EvalScope
EvalScope is the official model evaluation and benchmarking framework for ModelScope, designed to meet diverse evaluation needs. It supports various model types including large language models (LLMs), multimodal models, embedding models, reranker models, and CLIP models.
The framework accommodates multiple evaluation scenarios such as end-to-end RAG evaluation, arena mode, and inference performance testing. It comes pre-loaded with benchmarks and metrics including MMLU, CMMLU, C-Eval, and GSM8K. Seamlessly integrated with the ms-swift training framework, EvalScope enables one-click evaluation, providing comprehensive support for model training and evaluation 🚀.
Now you can use EvalScope to evaluate LLM performance while leveraging SwanLab for convenient tracking, comparison, and visualization.
1. Preparation
Install the required environment:
pip install evalscope
pip install swanlab
For extended EvalScope functionality, install optional dependencies as needed:
pip install -e '.[opencompass]' # Install OpenCompass backend
pip install -e '.[vlmeval]' # Install VLMEvalKit backend
pip install -e '.[rag]' # Install RAGEval backend
pip install -e '.[perf]' # Install performance dependencies
pip install -e '.[app]' # Install visualization dependencies
pip install -e '.[all]' # Install all backends (Native, OpenCompass, VLMEvalKit, RAGEval)
2. Evaluating Qwen Model Performance
To evaluate the performance of Qwen2.5-0.5B-Instruct
on the gsm8k
and arc
datasets while monitoring results via SwanLab, run the following command:
evalscope eval \
--model Qwen/Qwen2.5-0.5B-Instruct \
--datasets gsm8k arc \
--limit 5 \
--swanlab-api-key 'your_api_key' \
--name 'qwen2.5-gsm8k-arc'
Where:
• swanlab-api-key
is your SwanLab API key
• name
specifies the experiment name
To customize the project name, navigate to the statistic_benchmark_metric_worker
function in evalscope/perf/benchmark.py
and modify the project
parameter in the SwanLab configuration section.
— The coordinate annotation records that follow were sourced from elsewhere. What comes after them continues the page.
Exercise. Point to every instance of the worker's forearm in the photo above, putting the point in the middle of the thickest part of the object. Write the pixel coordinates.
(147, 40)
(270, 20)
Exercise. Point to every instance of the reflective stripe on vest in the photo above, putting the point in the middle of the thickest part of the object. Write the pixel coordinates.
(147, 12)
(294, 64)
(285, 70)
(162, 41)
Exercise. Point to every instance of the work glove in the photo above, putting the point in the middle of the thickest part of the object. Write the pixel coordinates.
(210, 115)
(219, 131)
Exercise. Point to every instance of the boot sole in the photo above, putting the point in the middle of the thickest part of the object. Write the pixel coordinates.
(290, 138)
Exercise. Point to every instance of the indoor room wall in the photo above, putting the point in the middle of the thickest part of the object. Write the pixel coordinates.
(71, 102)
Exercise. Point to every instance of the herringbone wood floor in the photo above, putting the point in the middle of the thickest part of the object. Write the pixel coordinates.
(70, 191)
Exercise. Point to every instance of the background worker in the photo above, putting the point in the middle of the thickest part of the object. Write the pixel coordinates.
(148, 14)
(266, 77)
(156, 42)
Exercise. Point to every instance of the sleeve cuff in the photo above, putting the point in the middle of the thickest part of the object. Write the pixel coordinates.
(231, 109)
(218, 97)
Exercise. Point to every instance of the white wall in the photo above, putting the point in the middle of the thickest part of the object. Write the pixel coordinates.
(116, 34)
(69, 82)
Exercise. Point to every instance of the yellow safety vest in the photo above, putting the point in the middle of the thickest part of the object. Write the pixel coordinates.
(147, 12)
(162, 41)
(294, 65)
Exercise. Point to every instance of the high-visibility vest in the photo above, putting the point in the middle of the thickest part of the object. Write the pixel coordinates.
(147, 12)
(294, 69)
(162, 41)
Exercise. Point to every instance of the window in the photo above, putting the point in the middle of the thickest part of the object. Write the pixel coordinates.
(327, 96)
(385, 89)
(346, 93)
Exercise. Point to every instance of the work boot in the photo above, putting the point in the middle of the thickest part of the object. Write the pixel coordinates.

Visualization Effect Example:
Upload to Self-Hosted Version
If you wish to upload the evaluation results to a self-hosted version, you can first log in to the self-hosted version via the command line. For example, if your deployment address is http://localhost:8000
, you can run:
swanlab login --host http://localhost:8000
After completing the login, run the evalscope
command, and the evaluation results will be uploaded to the self-hosted version.